He glanced over at Owen now, for he'd met Leigh, but couldn't bear to look at his fledge or else he would be a mess of tears and emotions again. Ripping his gaze away and looking back down at his hands, he continued.
"She knew what I was from the start. There were no secrets about who I was, what I was, the fact she'd been abandoned by her parents, and wasn't she lucky I'd come along and rescued her? I couldn't be with her during the day though, so there were nannies. They came and went, but there were always nannies. By the time she was nine, there was a difficulty with her last one, and because she was going to school and quite a bright young girl, I didn't bother replacing her nanny. Unfortunately she took advantage and rebelled, and I had no idea she wasn't going to school until she made a few very ignorant comments and I read her mind. I tried my best not to invade her privacy - much like I never invaded yours - but it was still a shock to find out she'd been running around like a criminal for years. I'd made a very bad mistake. I moved cities, leaving behind the little gang of friends she'd made. She went back to school, but was socialising at night with her friends, I thought. She was going to a vampire club instead, and became a share-around groupie. She'd shacked up with some young vampire at sixteen. I went and got her back, but the damage was already done. She wanted to be sired but not by me. She found someone to sire her a couple of years later. The one I'd taken her away from, actually.

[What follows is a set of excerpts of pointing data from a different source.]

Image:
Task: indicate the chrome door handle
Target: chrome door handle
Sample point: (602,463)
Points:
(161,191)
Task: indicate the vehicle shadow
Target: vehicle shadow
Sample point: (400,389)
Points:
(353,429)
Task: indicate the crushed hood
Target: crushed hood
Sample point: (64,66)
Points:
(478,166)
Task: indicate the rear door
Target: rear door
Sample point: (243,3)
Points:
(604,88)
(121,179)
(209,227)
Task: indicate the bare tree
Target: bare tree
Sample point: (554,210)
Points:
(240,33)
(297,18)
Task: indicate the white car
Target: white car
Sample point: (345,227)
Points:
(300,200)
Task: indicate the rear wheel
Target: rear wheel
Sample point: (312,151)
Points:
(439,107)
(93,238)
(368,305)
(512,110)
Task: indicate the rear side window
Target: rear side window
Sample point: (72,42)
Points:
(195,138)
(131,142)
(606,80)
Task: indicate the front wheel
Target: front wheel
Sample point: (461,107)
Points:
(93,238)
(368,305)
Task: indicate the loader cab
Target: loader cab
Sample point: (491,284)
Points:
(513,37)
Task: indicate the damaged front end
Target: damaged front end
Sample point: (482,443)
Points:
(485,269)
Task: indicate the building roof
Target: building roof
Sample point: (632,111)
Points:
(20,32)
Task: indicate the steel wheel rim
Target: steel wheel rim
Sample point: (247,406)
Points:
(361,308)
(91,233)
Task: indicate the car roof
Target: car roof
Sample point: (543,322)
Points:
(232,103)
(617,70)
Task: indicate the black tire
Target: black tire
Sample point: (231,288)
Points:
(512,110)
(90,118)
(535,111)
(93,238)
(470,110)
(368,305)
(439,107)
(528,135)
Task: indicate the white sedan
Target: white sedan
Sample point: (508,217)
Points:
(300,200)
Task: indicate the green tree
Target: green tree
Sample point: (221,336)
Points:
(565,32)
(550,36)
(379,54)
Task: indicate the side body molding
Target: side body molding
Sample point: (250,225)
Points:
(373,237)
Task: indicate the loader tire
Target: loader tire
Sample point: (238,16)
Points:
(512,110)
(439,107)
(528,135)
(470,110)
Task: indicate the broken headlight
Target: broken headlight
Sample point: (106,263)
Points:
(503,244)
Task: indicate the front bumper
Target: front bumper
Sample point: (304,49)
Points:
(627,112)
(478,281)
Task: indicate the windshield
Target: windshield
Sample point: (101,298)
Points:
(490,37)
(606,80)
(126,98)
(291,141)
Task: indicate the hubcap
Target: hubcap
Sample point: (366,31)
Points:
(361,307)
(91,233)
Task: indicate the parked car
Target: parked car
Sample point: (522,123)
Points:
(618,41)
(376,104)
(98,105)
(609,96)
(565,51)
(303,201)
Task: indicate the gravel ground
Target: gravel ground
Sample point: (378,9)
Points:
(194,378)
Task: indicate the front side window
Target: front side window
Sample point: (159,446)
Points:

"Gayle was next. I thought I'd gone wrong by not giving Leigh a normal upbringing, so paid a couple to be her adoptive parents. They wanted a child and I gave them one without questions being asked. They split up and her mother went through a string of boyfriends. I was always around to keep an eye on Gayle, to make sure nothing bad happened to her while all these strange men came in and out of her life. I suppose I must've scared some off. She and I had a good friendship. She knew she was adopted, but didn't know I'd had anything to do with it. She was smart and funny and a bit boyish in her manner in interests. She and I had an easy friendship. I thought maybe I'd done things right this time, but when she was fifteen I took her to Europe and made another mistake. It was possibly the most romantic night she and I had ever experienced, and we kissed. We came home and things got awkward. She avoided me, I confronted her, and she accused me of setting her up for seduction into vampirism. Once again, I read her mind, to see how much she knew, but she'd thought it was only the past couple of years that I'd planned, not her whole life. She was devastated enough, thinking that I'd spent all this time with her just to make her my... slave, or something. So I did the only gentlemanly thing that I could, I bowed out.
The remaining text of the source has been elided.